Dans son rapport spécial sur l’abrogation de l’article 67, la CCDP voulait « encourager le redressement d’une lacune inacceptable qui mine depuis longtemps le régime de protection des droits de la personne »(29) pour les Premières nations, estimant, compte tenu des objections et demandes d’abrogation vigoureuses exprimées à l’égard de cette disposition depuis son adoption, que « n’eût été de l’article 67, la Commission aurait été saisie d’un nombre important de plaintes depuis 1977 »(30).
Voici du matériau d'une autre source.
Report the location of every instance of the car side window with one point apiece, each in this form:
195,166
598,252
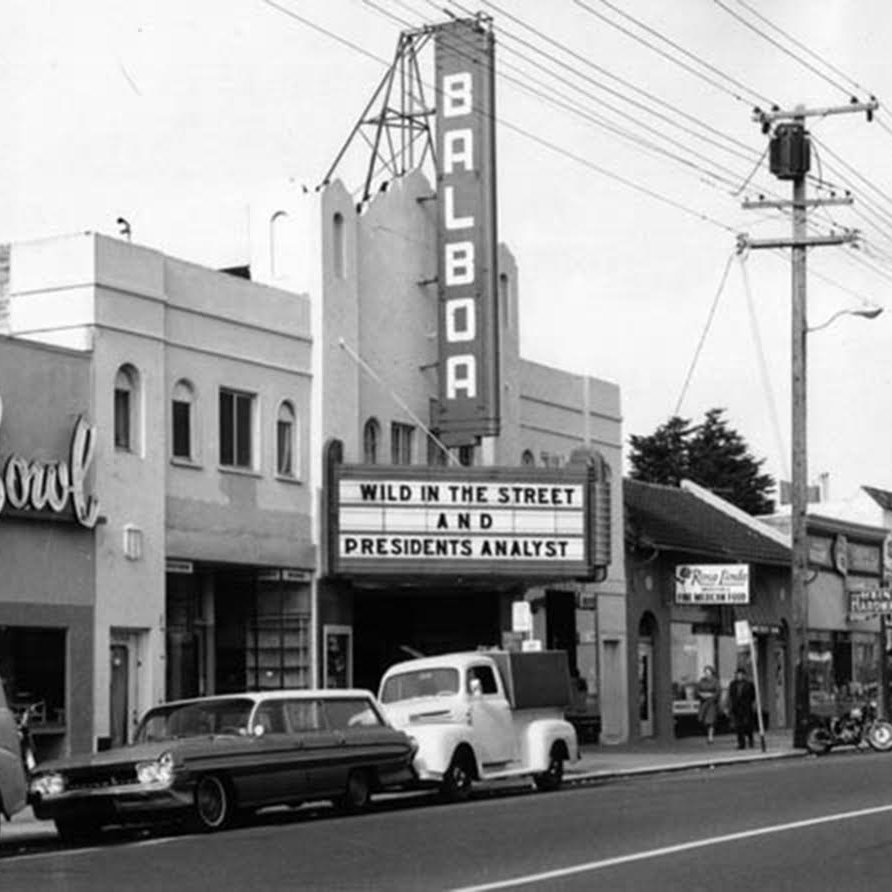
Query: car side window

Dans ce même rapport, elle rappelle que cette exception contredit les obligations nationales et internationales du Canada en matière de droits de la personne(31); elle examine aussi l’évolution juridique et constitutionnelle du Canada concernant les droits des peuples autochtones depuis 1977 et reconnaît qu’il peut y avoir contradiction entre les droits collectifs des Autochtones et les droits individuels(32).
Faisant écho aux conclusions du Comité de révision de la LCDP, Une question de droits rappelle également que, « au moment de procéder à l’abrogation de l’article 67, il importe de s’assurer que le système de règlement des plaintes relatives aux droits de la personne tiendra dûment compte du caractère particulier de la situation et des droits des Premières nations ». Il réitère également le point de vue du Comité selon lequel il y aurait lieu d’ajouter une disposition d’interprétation à la LCDP pour que « les plaintes de discrimination présentées par des individus [puissent] être examinées à la lumière des droits collectifs légitimes »(33). Compte tenu de l’importance d’une formulation adaptée de cette disposition après consultation des Premières nations, la CCDP a proposé une procédure en deux étapes, et elle recommande que :
Il convient de souligner que, selon le Rapport spécial de la CCDP, la résolution efficace des plaintes pour discrimination dans le contexte des Premières nations pourrait supposer un ajustement des mécanismes institutionnels actuels, qu’il y aurait lieu de préciser en collaboration après l’abrogation de l’article 67. En outre, « la nécessité de réagir à l’échelle communautaire se fait d’autant plus sentir dans le cas des Premières nations, compte tenu de la diversité qui les caractérise et de leur nature spéciale », c’est-à-dire, puisque la plupart des collectivités en cause sont rurales et éloignées, compte tenu de la diversité des traditions culturelles et linguistiques et des différences de capacité administrative. La CCDP poursuivait en ces termes dans le rapport :
Il sera également essentiel de s’assurer que les Premières nations disposent des ressources humaines et financières nécessaires à l’élaboration et à la mise en œuvre de systèmes viables de protection des droits de la personne […] [E]lle nécessitera des investissements importants au chapitre du renforcement des capacités. Il importe que les Premières nations ne soient pas contraintes de puiser des ressources à même des programmes essentiels, tels les programmes de logement et d’éducation, afin de devoir satisfaire à leurs obligations en matière de droits de la personne.(35)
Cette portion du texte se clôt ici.